We can see that rapid growth in TikTok has hurt Meta and will continue to hurt the company in the near term according to research report by eMarketer. But as mentioned above, the political headwinds for TikTok will be quite strong in the near term. If Reels is able to grab even 50% of TikTok’s market share under a partial or total ban on the app then Meta’s overall market share in terms of consumer time spent should exceed the 2019 level mentioned in eMarketer’s report.
Impact on stock
Meta stock has bounced back after hitting a low last year. However, good performance by Reels can still drive the revenue, margin, and stock price higher. Facebook’s average revenue per user in US and Canada was $58.77 in the recent quarter. For the entire year, it was close to $205. At the same time, eMarketer has estimated that TikTok’s average revenue per user in US would be $92 in 2023 and $113 in 2024.

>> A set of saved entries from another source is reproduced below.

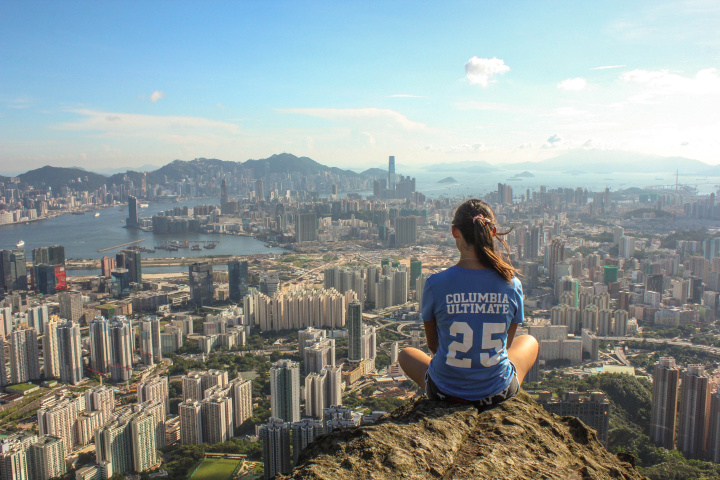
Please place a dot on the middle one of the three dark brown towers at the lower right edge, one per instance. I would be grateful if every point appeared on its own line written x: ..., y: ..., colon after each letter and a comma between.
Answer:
x: 693, y: 412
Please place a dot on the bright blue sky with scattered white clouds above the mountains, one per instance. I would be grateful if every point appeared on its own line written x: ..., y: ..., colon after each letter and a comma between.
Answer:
x: 113, y: 84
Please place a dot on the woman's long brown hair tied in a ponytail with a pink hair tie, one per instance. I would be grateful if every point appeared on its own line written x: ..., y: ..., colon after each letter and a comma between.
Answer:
x: 478, y: 226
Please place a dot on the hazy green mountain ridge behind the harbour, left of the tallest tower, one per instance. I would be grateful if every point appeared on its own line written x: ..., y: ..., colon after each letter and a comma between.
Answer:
x: 79, y: 179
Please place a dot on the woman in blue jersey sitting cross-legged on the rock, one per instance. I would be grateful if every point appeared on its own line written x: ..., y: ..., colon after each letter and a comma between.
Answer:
x: 471, y: 312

Figure 4: Facebook’s average revenue per user.
Hence, we can see that any shift in customer base from TikTok to Reels would be highly profitable for Meta.
Figure 5: Comparison of PE ratio of Meta, Apple, Microsoft, and Netflix.
Despite the bullish run in the last few weeks, Meta stock is still quite cheap than other big tech stocks like Apple (AAPL), Microsoft (MSFT), and a lot cheaper than Netflix (NFLX). Meta is likely to see a rapid improvement in revenue growth as Reels monetization kicks in. The cost-cutting measure undertaken by the company should also help in improving margins. This can help the stock reach a better valuation multiple and build on the current bullish run.
Investor Takeaway
Meta is focusing on monetization of its Reels platform. It will get a massive tailwind from the challenges faced by TikTok. It seems unlikely that TikTok will survive the geopolitical tensions, especially because it operates in the highly sensitive data-gathering industry. Most of the market share of TikTok could be swallowed by Reels and YouTube’s Shorts. A higher customer base and lower competition should allow better monetization and ad rates within Reels.
Meta stock is trading at less than 20 P/E ratio which makes it a good bet even if some of the key initiatives of the company do not meet expectations. The cost-cutting measures have already been announced and we should see the full impact of layoffs in the expenses of 2023. Better margins and healthy revenue growth could drive the stock higher in the next few quarters.
Disclosure: I/we have no stock, option or similar derivative position in any of the companies mentioned, and no plans to initiate any such positions within the next 72 hours. I wrote this article myself, and it expresses my own opinions. I am not receiving compensation for it (other than from Seeking Alpha). I have no business relationship with any company whose stock is mentioned in this article.